Page last updated: 02 April 2013

We are pleased to issue these Clinical Practice Guidelines: Antenatal Care — Module I as approved by Australian Health Ministers’ Advisory Council on 31 August 2012. The purpose of the Guidelines is to provide evidence-based advice on the care of pregnant women in a range of settings.

There are numerous aspects to antenatal care and reviewing the evidence in all areas is a lengthy process. For this reason, the project is being completed in stages. The clinical topics discussed in this module of the Guidelines were selected after a process of consultation designed to identify the areas where specific guidance is required. The topics discussed are generally specific to the first trimester. Some other aspects of first trimester care (eg screening for diabetes) will be included in the subsequent module of the Guidelines, which will be developed over the next two years. Module II will also include an expanded section related to care for women from culturally and linguistically diverse communities.

The Guidelines summarise published evidence and make recommendations on key areas of antenatal care. The development of the draft Guidelines has followed the key principles and processes outlined in the document NHMRC Standards and Procedures for Externally Developed Guidelines (2007). In areas for which there is insufficient evidence for recommendations, the Guidelines include practice points that are based on best practice clinical judgement. To provide guidance in a single resource, recommendations from evidence-based national guidelines relevant to antenatal care in the first trimester have also been included and their evidence base summarised. Specific reference is made to antenatal care for Aboriginal and Torres Strait Islander women and expert input has been included to ensure that the recommendations are relevant and culturally appropriate.

The Guidelines are not meant to be a textbook of antenatal care. The management of conditions identified through the screening procedures addressed in this module is not discussed; health professionals are directed to appropriate resources where available.

The Guidelines are intended as a resource for all health professionals working with women in the early antenatal period. They will be relevant to the work of a variety of health professionals in many different settings. Women should be at the centre of care, wherever it is provided.

Summary resources and companion documents for women and their families, and for specific groups of health professionals, will be developed from the Guidelines.

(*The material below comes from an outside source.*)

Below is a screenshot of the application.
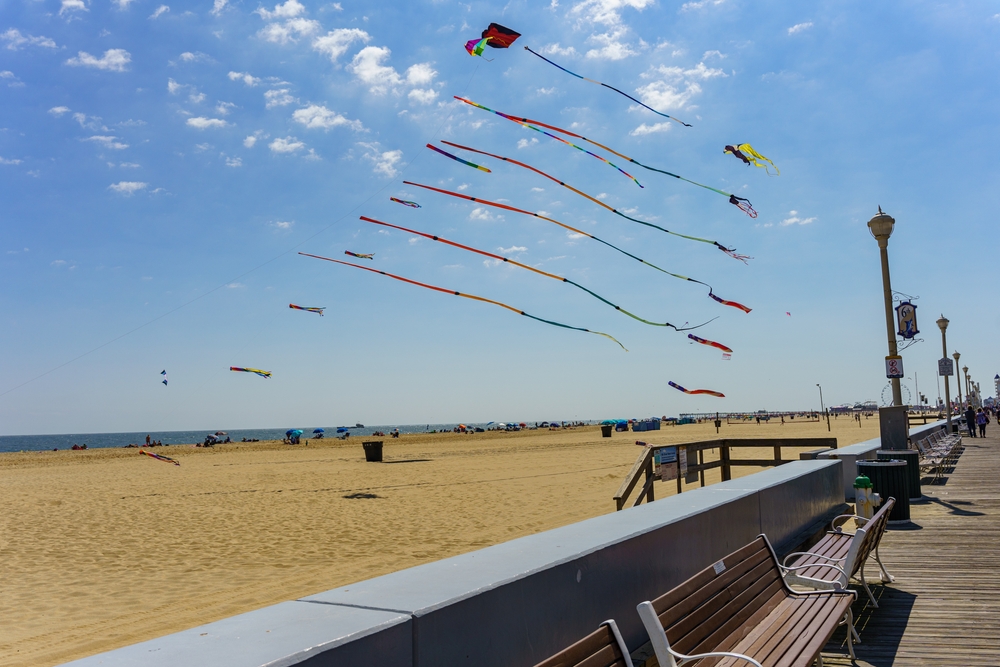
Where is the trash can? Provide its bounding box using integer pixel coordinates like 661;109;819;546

The Guidelines will be implemented within the context of significant current activity at national, jurisdictional and local levels in relation to maternity care and health reform more broadly. It is envisaged that the Guidelines will support activities and Budget initiatives arising from the National Maternity Services Plan. Monitoring the uptake of the Guidelines will assess their contribution to changes in practice and potentially to health outcomes.

It is anticipated that the Guidelines will contribute to greater consistency in antenatal care and improve the experience and outcomes of antenatal care for women and their families.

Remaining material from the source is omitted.